Runs on its own. If you are running Galleon, this app will simply appear under Music, Photos etc alongside the Galleon apps.


----------



## sdzc

Installed the .exe, looks great.

Problem though. When I choose MLB, then try to right click on a game, I get the Tivo noise, but nothing else happens. 

Weird thing is that for the one game in the NL listing, I can get into the game information.

Any thoughts?

It is version 1.03.


----------



## nwellner

Exact same thing happened to me. No box scores even though I installed the latest posted installer.

Also, it had a conflict with Galleon for me. After I installed sportscores, galleon stopped working (it couldn't connect to the server it said). I had to unistall both, and reinstall galleon (the new 2.4 version). I don't know which caused the problem. But I might have to choose between the two until there is a Galleon version of sportscores. I think I'm leaning toward sportscores.


Edit: (after more trying)



After installing and unistalling both several times, I got them both to work at the same time. I think I didn't stop the galeon service at the right time before.

As far as the box scores go, only 1 quasi worked, that was for the only NL game on 6/24, and the only player listed was Jimmy Rollins (batting lead off I suppose). Then there was a bunch of code or other text too. Anyway, this box score part is going to be very very awesome when it gets going. Not that the whole thing isn't already.


----------



## csell

Just a quick update - as you may have noticed, I have disappeared from this site for about a month or so and haven't updated or commented on this application. Well, I have had some personal/family issues I have been dealing with and have been unable to work anymore on this project or even have time to log onto this site. However, that should be changing very soon and I'll try and get some updates to the application posted. I'll keep you all updated...

Chris


----------



## ajayabb

thanks Chris. Hope all is well


----------



## Sicklybutsexy

2nd that. Hope everything is doing better.


----------



## BlackBetty

3rd that. I hope everything is ok.


----------



## sdzc

Must have been an issue with Interleague play as it now works fine when teams are playng teams within their league.
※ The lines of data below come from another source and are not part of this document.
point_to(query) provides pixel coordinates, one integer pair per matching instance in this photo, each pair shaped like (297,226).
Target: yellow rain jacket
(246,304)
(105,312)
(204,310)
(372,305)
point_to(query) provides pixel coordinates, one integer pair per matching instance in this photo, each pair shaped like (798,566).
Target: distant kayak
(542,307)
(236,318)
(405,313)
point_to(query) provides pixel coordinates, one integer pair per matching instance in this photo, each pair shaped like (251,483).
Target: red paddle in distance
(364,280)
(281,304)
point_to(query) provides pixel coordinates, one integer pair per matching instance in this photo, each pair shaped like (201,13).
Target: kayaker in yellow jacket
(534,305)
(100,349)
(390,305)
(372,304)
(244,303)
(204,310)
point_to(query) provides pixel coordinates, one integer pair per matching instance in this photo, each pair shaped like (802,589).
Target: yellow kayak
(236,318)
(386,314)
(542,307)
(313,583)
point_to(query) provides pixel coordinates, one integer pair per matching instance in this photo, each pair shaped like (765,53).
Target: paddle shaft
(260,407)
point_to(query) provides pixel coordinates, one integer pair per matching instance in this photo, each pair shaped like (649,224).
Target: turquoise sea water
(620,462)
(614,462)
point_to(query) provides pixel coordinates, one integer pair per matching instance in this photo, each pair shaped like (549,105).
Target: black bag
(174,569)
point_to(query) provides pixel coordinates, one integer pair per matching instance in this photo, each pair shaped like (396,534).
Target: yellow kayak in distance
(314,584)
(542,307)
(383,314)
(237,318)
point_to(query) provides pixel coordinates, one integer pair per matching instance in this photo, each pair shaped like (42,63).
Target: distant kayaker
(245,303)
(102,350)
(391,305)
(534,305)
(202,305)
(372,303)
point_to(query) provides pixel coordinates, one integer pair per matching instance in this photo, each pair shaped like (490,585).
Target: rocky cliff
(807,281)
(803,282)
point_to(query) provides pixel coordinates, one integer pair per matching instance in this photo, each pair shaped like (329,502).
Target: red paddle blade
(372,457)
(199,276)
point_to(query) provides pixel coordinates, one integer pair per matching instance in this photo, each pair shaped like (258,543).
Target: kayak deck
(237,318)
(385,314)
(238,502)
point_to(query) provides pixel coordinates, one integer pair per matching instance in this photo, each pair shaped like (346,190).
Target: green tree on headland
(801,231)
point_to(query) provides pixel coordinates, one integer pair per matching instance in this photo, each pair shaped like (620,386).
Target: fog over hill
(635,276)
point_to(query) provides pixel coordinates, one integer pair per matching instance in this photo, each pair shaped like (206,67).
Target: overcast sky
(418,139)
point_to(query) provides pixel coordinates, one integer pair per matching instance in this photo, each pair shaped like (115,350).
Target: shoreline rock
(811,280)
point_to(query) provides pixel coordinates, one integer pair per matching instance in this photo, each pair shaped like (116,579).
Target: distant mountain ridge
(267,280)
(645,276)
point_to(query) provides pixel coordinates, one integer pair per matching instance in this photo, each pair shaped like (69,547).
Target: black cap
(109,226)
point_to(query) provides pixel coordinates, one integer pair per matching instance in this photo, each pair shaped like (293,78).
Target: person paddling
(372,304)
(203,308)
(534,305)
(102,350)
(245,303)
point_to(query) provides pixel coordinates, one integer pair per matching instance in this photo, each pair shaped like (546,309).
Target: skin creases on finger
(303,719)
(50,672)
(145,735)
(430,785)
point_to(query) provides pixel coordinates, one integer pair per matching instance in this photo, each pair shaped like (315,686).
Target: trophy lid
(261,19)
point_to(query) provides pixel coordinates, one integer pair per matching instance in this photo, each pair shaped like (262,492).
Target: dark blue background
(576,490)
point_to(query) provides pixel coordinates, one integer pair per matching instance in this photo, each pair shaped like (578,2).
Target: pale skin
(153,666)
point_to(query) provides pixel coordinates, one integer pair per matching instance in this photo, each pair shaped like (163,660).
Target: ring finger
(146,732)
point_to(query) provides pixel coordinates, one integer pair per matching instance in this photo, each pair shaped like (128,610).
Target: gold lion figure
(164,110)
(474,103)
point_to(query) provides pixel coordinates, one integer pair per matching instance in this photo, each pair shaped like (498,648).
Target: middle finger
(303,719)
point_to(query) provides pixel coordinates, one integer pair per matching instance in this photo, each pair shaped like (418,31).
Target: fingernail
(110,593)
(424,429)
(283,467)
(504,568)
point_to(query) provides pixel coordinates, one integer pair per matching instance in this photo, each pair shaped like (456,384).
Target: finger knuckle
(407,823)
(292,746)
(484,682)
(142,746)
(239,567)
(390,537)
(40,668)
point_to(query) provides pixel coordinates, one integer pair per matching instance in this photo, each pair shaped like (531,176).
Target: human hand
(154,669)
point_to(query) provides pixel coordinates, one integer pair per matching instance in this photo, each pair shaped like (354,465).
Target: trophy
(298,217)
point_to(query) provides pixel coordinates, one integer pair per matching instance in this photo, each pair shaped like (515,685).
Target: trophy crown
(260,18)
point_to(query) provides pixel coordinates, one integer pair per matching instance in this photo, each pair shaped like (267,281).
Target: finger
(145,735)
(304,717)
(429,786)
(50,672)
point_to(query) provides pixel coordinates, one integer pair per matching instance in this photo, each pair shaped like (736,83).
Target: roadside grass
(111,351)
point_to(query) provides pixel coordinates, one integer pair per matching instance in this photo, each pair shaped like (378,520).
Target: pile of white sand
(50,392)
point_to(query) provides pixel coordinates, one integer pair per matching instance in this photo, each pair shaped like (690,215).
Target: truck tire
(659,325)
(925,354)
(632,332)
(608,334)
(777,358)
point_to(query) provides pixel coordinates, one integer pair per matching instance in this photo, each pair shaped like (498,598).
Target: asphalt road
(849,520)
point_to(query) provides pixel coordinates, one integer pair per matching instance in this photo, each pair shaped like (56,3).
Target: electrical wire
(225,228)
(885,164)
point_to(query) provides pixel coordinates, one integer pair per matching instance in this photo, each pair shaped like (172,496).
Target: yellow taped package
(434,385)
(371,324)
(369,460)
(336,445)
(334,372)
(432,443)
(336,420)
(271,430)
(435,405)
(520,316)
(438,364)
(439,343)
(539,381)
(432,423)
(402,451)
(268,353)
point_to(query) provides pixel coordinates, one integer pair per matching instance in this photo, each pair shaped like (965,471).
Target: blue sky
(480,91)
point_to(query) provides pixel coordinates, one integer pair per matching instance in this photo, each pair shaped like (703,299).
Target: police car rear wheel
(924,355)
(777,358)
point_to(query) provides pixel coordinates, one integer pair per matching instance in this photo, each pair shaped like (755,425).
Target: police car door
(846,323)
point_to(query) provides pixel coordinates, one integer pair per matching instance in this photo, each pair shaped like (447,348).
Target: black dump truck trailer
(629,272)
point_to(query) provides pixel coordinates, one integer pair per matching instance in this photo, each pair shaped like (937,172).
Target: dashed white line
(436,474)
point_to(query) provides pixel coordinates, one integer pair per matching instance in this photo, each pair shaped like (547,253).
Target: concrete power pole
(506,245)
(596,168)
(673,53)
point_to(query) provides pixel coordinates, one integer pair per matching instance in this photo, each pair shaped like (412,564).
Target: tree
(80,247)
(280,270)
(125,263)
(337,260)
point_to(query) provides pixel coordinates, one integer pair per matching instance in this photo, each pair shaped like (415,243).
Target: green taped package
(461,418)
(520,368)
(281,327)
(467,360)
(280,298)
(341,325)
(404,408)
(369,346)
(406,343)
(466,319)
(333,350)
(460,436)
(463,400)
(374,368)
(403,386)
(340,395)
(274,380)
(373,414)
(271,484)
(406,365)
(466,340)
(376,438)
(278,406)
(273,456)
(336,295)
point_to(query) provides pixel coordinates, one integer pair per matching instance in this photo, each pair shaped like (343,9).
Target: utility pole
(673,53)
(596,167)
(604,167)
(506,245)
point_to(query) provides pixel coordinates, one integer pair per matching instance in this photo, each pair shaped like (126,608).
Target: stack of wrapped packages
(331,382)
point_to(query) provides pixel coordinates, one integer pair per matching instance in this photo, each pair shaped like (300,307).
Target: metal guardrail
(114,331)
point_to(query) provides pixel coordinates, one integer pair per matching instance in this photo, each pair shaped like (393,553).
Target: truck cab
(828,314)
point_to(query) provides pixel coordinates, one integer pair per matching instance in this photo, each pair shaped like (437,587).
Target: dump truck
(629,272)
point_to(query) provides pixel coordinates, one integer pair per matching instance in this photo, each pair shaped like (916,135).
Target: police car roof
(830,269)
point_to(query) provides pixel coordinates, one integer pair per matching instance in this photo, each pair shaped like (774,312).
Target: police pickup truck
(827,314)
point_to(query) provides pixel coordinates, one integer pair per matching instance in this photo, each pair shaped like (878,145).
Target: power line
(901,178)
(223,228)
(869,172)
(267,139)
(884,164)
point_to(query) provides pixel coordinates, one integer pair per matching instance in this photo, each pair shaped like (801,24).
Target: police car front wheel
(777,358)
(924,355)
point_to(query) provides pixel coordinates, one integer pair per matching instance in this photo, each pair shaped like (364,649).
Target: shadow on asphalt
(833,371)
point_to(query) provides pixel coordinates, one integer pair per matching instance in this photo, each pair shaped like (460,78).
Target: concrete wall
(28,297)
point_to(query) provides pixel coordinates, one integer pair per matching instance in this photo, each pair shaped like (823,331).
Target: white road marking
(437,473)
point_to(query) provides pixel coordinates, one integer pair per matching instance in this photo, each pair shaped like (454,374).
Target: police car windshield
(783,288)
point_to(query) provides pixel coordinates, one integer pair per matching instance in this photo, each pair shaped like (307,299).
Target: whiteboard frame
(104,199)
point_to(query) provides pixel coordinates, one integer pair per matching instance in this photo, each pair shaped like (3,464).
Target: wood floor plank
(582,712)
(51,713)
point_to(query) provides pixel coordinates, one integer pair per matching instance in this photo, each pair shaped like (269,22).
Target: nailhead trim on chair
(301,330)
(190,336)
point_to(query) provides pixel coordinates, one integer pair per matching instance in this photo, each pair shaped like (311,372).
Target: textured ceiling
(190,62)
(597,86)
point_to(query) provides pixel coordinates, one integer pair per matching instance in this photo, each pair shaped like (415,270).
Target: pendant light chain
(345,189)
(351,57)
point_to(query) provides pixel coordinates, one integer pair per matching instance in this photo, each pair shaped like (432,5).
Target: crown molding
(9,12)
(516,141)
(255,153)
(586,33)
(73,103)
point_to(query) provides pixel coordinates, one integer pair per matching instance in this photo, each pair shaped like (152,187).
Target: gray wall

Have also noticed the app pulls a lot of PC resources at times.


----------



## Sicklybutsexy

There's no question about that. The resources are especially pulled if you go to look at the stats of one game and it doesn't "load". That tends to make my computer use 100%.


----------



## lelele

Has development on this stopped?
No posts here in a while so I thought I might just ask.


----------



## BlackBetty

This is hands down the most important HME app on TiVo. I hope development on this picks up and things go to the next level.


----------



## lelele

I don't know about that. Galleon pretty important too.


----------



## BlackBetty

lelele said:


> I don't know about that. Galleon pretty important too.


nope. Galleon is nothing compared to this app.


----------



## csell

lelele said:


> Has development on this stopped?
> No posts here in a while so I thought I might just ask.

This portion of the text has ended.